The appeal of easily accessed junk food is blamed in part for the growing numbers of Americans who fit into the overweight category and, in turn, suffer from diabetes, and other ailments. Particularly troublesome is the allure of junk foods for youngsters, who don’t realize that indulging in them can be unhealthy. Sugar content is often high in junk food, but along with its fat, salt and total calories, it rarely provides many nutrients. High sugar content, some experts contend, lowers children’s ability to concentrate for extended time periods of time and can affect their study habits. National surveys taken five years ago found that among children from age 6-11 years and adolescents, age 12-19 years, about 18% were obese.

Despite the dietary negatives, studies show that junk food continues to be heavily consumed. “I think this is partly because it can be so hard to ignore the highly processed, high caloric, low nutrient foods that people are presented with everywhere they go,” Dr.
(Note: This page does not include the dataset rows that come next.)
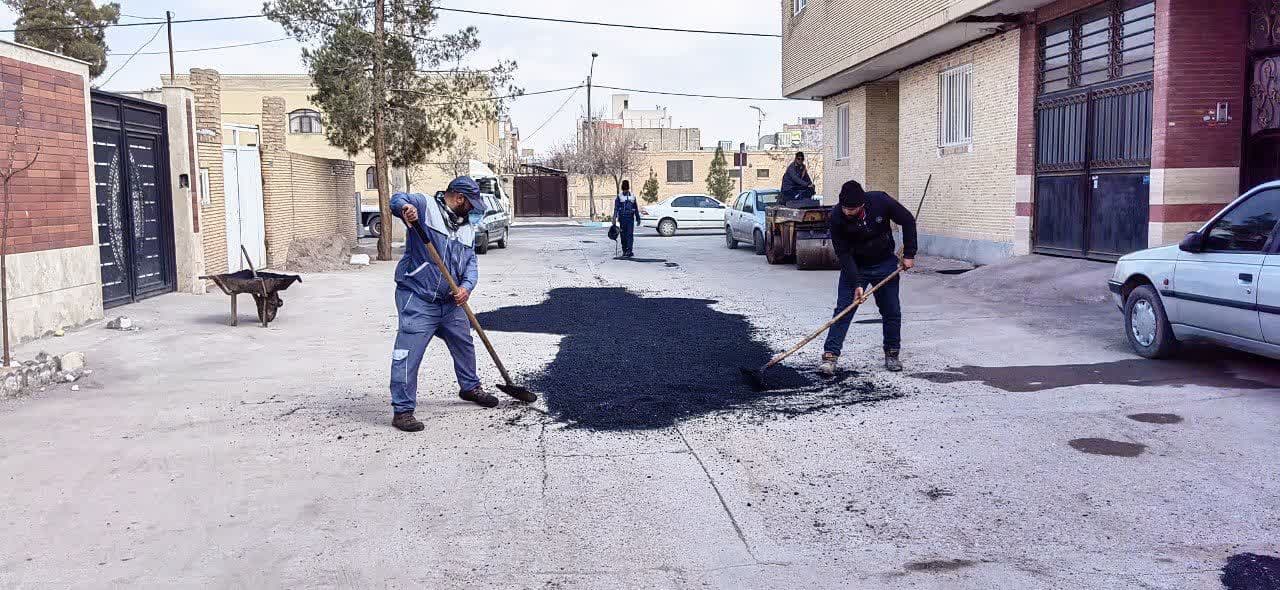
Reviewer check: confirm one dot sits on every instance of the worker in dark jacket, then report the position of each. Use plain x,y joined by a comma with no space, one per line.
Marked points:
796,182
863,239
626,214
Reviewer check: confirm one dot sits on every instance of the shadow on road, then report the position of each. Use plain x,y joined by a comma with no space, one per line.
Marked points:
630,362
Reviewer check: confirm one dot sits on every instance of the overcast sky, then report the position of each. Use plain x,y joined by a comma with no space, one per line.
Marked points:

Hernandez explained. “In addition, your taste buds can get so accustomed to processed foods high in fat, sugar, and salt, such that healthier foods can actually lose their taste appeal by comparison. However, once you get away from the highly processed foods, you can get your taste buds back to appreciating and actually preferring healthier whole foods,” the doctor said. “Being committed to improving your health really helps here, because people really are so driven by how food tastes in making food choices.”
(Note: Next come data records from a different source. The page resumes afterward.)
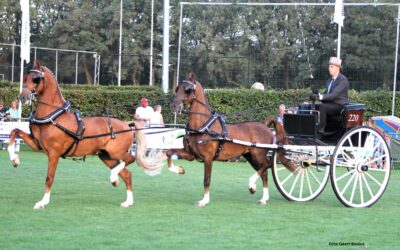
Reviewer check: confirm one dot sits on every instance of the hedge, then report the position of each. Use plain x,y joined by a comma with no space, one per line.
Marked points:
237,104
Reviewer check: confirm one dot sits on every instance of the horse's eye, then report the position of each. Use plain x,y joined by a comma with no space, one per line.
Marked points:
36,79
188,90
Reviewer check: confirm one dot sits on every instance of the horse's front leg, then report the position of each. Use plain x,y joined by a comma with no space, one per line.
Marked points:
183,155
207,181
51,170
31,142
264,177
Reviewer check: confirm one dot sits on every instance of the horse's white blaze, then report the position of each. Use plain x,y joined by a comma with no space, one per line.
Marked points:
129,199
45,200
115,171
11,152
174,169
252,181
265,196
205,200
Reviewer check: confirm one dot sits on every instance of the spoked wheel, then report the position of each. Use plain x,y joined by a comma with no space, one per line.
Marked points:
361,167
312,172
Dr. Hernandez has spent more than 20 years helping patients with medical conditions related to obesity and being overweight.
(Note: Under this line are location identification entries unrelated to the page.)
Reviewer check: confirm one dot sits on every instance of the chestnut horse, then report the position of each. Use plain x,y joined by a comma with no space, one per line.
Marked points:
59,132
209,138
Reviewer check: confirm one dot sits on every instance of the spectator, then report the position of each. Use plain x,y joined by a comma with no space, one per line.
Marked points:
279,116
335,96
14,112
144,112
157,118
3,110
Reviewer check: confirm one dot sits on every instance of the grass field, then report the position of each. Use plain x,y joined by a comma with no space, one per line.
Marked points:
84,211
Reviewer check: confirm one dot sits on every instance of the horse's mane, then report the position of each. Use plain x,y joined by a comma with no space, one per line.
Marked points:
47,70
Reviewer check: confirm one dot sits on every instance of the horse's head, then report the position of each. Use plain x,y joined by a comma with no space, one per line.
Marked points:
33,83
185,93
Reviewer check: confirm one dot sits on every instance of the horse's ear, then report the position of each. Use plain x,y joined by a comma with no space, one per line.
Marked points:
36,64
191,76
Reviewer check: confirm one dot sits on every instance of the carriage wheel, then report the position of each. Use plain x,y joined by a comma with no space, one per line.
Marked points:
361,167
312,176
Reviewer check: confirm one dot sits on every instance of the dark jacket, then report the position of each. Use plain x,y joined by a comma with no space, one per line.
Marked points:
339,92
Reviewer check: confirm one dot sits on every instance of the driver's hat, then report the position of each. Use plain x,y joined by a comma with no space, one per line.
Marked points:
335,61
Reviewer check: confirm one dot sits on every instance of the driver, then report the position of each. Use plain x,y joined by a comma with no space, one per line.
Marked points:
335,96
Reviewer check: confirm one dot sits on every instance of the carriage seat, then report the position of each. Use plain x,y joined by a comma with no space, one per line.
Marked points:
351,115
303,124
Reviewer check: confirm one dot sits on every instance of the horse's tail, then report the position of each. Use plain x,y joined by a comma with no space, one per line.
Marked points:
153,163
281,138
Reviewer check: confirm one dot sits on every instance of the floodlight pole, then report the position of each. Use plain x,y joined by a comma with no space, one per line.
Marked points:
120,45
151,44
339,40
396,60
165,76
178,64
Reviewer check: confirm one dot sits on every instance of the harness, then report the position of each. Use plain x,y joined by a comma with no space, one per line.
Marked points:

A stressful way of life has also been seen as a culprit leading to weight gain. Chronic stress can turn body chemistry into hunger-related urges which make the body more receptive to gaining weight, thus leading to other medical problems.

“With the demands of a busy life there is only so much you can do to avoid stress, and stress has been shown to impact on health,” Dr. Hernandez stated. “However, there are many ways to mitigate the adverse effects of stress on your health – meditation, breathing techniques, yoga, regular exercise to name a few,” the doctor said.

“The trick is to acknowledge that with a busy life stress happens, even on days you may not ‘feel’ particularly stressed out because it’s your norm. So probably just about everyone should be engaging in some type of regular stress reducing activity,” Dr. Hernandez emphasized.

Getting rid of extra weight takes dedication, not only in regard to maintaining a healthy diet, but also by getting off that chair or couch. The Centers for Disease Control and Prevention (CDC) puts it succinctly on its website: “You have to burn more calories than you eat and drink to lose weight.” The site also stresses that with physical activity of “moderate intensity, from 60 to 90 minutes a day… you are more likely to be successful at keeping the weight off over the long term.”

“To optimize health you really need to put it all together — proper nutrition and diet, physical activity, and stress management,” Dr. Hernandez pointed out. “Achieving this balance can be challenging as it can require significant changes in one’s lifestyle. But it is definitely worth the effort in terms of improved health.”